More recently I realized that we humans, when we experience love, have a deep and innate desire to capture and hold onto that love. And so we try to build boxes meant to capture the love we experience, in the expectation that we can return to the box and access the love we want when we want it.
The problem: as mentioned above, love exists in a state of flow. The box may very well trap some finite quantity of love inside, but in blocking flow it prevents the replenishment of love. In our return to the box, we begin to draw upon a finite rather than infinite source of love.
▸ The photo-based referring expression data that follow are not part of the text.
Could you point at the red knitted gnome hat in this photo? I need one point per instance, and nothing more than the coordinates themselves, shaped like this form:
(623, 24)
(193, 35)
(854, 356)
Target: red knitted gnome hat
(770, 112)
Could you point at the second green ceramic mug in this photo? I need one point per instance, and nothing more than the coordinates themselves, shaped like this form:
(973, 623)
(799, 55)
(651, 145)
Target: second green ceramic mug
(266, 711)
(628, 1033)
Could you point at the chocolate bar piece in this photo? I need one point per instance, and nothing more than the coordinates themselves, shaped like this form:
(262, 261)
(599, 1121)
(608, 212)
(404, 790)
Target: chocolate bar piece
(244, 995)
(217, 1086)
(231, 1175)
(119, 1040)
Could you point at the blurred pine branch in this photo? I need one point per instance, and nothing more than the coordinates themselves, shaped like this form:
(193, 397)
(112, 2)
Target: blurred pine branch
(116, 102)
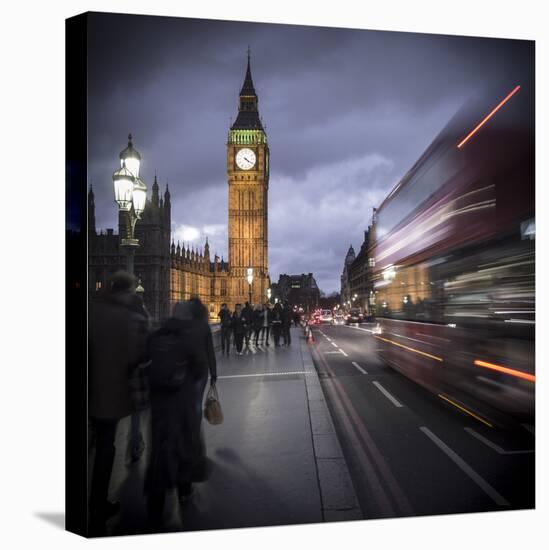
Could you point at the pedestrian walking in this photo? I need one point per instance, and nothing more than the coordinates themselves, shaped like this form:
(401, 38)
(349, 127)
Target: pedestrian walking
(239, 328)
(248, 315)
(136, 441)
(117, 343)
(258, 322)
(286, 324)
(277, 323)
(225, 320)
(266, 328)
(182, 355)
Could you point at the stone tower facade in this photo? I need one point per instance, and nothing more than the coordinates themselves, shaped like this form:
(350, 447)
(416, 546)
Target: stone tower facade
(248, 179)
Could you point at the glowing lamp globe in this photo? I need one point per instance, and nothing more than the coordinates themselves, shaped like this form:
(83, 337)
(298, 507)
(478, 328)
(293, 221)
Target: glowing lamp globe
(139, 197)
(130, 158)
(123, 188)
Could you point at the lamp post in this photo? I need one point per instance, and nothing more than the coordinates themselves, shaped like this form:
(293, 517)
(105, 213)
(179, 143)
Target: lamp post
(130, 193)
(250, 277)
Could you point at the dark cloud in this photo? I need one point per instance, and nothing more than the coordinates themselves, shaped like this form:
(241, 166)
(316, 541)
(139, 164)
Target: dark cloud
(347, 112)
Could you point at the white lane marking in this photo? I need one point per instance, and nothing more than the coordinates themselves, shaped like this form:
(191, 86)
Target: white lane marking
(360, 328)
(493, 446)
(387, 394)
(263, 374)
(484, 485)
(530, 428)
(356, 365)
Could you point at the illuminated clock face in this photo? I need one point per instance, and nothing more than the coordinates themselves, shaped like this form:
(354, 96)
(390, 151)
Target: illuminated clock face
(245, 159)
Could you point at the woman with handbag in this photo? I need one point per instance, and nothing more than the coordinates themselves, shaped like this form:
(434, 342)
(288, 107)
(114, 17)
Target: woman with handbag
(194, 467)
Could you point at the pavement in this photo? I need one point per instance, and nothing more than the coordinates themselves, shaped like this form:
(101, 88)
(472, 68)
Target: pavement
(276, 459)
(409, 452)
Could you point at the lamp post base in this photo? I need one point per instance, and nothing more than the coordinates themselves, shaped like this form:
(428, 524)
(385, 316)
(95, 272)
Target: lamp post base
(129, 246)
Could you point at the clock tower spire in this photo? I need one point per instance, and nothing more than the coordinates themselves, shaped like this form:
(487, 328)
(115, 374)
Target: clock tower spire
(248, 179)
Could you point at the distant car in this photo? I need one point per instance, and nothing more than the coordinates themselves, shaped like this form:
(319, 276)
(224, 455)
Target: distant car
(354, 316)
(339, 318)
(326, 316)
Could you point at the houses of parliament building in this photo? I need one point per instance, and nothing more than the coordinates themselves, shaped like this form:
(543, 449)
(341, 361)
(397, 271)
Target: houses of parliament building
(169, 272)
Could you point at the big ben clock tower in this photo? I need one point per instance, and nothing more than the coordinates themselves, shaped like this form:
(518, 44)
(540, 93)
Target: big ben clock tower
(248, 178)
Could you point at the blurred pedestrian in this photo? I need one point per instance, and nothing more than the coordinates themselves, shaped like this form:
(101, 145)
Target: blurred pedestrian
(277, 323)
(204, 363)
(182, 356)
(239, 328)
(258, 322)
(248, 315)
(171, 353)
(136, 441)
(225, 320)
(117, 343)
(266, 325)
(286, 324)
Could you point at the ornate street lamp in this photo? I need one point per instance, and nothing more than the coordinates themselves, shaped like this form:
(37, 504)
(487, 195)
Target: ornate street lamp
(250, 277)
(130, 193)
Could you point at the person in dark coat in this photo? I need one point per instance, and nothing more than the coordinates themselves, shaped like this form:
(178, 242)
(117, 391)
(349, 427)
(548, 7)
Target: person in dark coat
(248, 314)
(205, 363)
(182, 355)
(117, 344)
(258, 322)
(286, 324)
(266, 324)
(225, 321)
(277, 323)
(136, 441)
(239, 328)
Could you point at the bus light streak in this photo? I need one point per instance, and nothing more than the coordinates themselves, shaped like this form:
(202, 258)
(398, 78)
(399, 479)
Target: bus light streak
(410, 349)
(506, 370)
(466, 411)
(488, 117)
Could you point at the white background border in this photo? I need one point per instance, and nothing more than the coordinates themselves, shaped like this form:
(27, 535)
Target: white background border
(32, 270)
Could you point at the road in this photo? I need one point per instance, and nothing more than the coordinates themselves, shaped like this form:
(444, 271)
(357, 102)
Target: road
(409, 452)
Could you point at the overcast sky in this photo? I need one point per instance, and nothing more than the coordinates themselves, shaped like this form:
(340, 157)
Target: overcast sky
(347, 112)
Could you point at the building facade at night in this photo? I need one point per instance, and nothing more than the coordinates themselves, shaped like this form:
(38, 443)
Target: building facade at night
(359, 276)
(345, 280)
(169, 272)
(298, 290)
(248, 180)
We don’t notice at first, because there is ample love remaining in the box on the first few visits, and so we feel safer in the presence of the box, knowing *we* have done something tangible to secure our access to love. Over time however, without the capacity for replenishment, the well of love in the box begins to run dry. We experience a crisis: we’ve grown dependent on the box for love, and have forgotten how to live in a state of flow. We delude ourselves into believing love is finite, and panic at the thought our sources might run dry. We’re cut off from the endless ocean of love available to us due to our inability (born of unfamiliarity) to live in flow.
Examples of boxes we create: holding onto relationships that no longer serve us, addiction in any form (chasing the ‘high’ we felt the first time), or stunting the growth of our children out of fear they will grow up and leave us. Basically, any time we clutch onto something that once brought us joy, we create a box that impedes the flow of love in our lives.
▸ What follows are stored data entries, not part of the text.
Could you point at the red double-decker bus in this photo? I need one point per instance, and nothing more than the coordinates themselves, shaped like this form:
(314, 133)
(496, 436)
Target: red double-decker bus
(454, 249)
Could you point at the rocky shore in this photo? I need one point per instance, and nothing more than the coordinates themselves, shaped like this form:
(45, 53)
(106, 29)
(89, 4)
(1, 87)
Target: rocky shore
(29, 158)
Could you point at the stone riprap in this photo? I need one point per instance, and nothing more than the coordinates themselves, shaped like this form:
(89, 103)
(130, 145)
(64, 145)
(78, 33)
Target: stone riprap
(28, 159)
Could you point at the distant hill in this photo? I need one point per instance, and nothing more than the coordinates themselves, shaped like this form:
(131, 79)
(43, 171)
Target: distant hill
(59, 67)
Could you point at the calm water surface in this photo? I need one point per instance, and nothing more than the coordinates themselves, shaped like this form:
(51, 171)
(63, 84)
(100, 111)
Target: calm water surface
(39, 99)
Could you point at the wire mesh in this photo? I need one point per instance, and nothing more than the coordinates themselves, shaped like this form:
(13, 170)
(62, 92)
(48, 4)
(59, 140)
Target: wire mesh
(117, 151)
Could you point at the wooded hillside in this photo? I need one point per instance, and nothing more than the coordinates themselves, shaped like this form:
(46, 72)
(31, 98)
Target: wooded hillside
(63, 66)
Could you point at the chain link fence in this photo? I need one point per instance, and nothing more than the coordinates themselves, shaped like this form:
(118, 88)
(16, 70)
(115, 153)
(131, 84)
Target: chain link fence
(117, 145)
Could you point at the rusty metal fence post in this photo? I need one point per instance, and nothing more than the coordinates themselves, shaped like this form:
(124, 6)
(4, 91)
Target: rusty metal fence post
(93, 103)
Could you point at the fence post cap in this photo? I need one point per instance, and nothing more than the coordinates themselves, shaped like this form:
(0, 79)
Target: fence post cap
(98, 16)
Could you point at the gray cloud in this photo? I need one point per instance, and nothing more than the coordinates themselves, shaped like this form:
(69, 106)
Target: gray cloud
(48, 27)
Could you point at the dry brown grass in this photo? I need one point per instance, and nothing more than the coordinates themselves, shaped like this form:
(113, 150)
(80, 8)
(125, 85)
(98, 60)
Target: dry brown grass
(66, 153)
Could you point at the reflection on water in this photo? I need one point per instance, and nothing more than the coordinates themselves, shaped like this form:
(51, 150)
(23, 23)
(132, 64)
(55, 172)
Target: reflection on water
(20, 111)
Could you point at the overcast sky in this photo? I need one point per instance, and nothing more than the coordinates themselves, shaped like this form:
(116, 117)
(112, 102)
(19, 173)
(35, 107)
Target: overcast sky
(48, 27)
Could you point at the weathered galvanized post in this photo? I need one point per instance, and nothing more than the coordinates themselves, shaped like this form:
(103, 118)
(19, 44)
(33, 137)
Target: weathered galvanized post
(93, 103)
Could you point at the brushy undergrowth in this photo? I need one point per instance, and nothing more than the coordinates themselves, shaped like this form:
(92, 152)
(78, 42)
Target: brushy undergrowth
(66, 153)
To some degree, our institutions are really just boxes we built in an effort to capture and preserve something good. Our media, education system, forms of government, corporate structures, and religions are all boxes designed to capture and protect various ideals. For generations (or centuries, or even millennia) we’ve relied upon these structures for security and protection, increasingly at the cost of allowing ourselves to exist in a state of vulnerability and flow. And so, over time, we have sourced our security and love from these finite sources, not realizing these sources were finite and not realizing the ultimate source of goodness is love, love exists in a state of flow, and the path to replenishing the love in our lives is surrender. In surrender we clear the blockages of fear and sadness, creating the space for love to flow; fortunately the flow returns once the space is cleared, love is infinite, and in flow love expands.
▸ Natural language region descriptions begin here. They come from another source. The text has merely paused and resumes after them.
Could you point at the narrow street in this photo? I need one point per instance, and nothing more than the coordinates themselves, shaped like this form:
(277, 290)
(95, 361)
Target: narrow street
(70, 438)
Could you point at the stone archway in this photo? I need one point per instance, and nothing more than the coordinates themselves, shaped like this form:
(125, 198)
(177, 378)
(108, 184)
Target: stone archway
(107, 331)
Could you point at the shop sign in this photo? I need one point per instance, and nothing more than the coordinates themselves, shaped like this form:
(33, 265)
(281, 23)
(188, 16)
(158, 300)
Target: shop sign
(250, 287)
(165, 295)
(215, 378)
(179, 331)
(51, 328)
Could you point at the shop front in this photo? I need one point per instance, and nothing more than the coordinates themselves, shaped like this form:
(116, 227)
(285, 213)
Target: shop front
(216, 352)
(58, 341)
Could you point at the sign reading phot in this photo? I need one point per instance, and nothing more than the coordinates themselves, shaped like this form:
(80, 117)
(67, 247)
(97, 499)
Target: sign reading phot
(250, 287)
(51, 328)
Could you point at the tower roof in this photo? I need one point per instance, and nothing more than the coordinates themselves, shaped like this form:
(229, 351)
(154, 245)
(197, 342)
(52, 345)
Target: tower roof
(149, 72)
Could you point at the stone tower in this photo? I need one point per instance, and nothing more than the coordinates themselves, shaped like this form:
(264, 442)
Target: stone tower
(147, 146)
Our species is being invited to rediscover flow. As the boxes (e.g. institutions) we built run dry, we collectively feel the need to replenish the love in our lives. As of now we look, increasingly frantically, to those institutions on which we’ve come to rely. We have yet to understand those institutions were cut off from replenishment the moment they were created, that the very thing that made them feel safe (the reliability of the box) was the same thing which would lead to their ultimate doom (the separation from replenishment via flow), and that we need to return to our natural state of flow in order to feel love and wholeness again. This will be a jarring shift. Such is our invitation.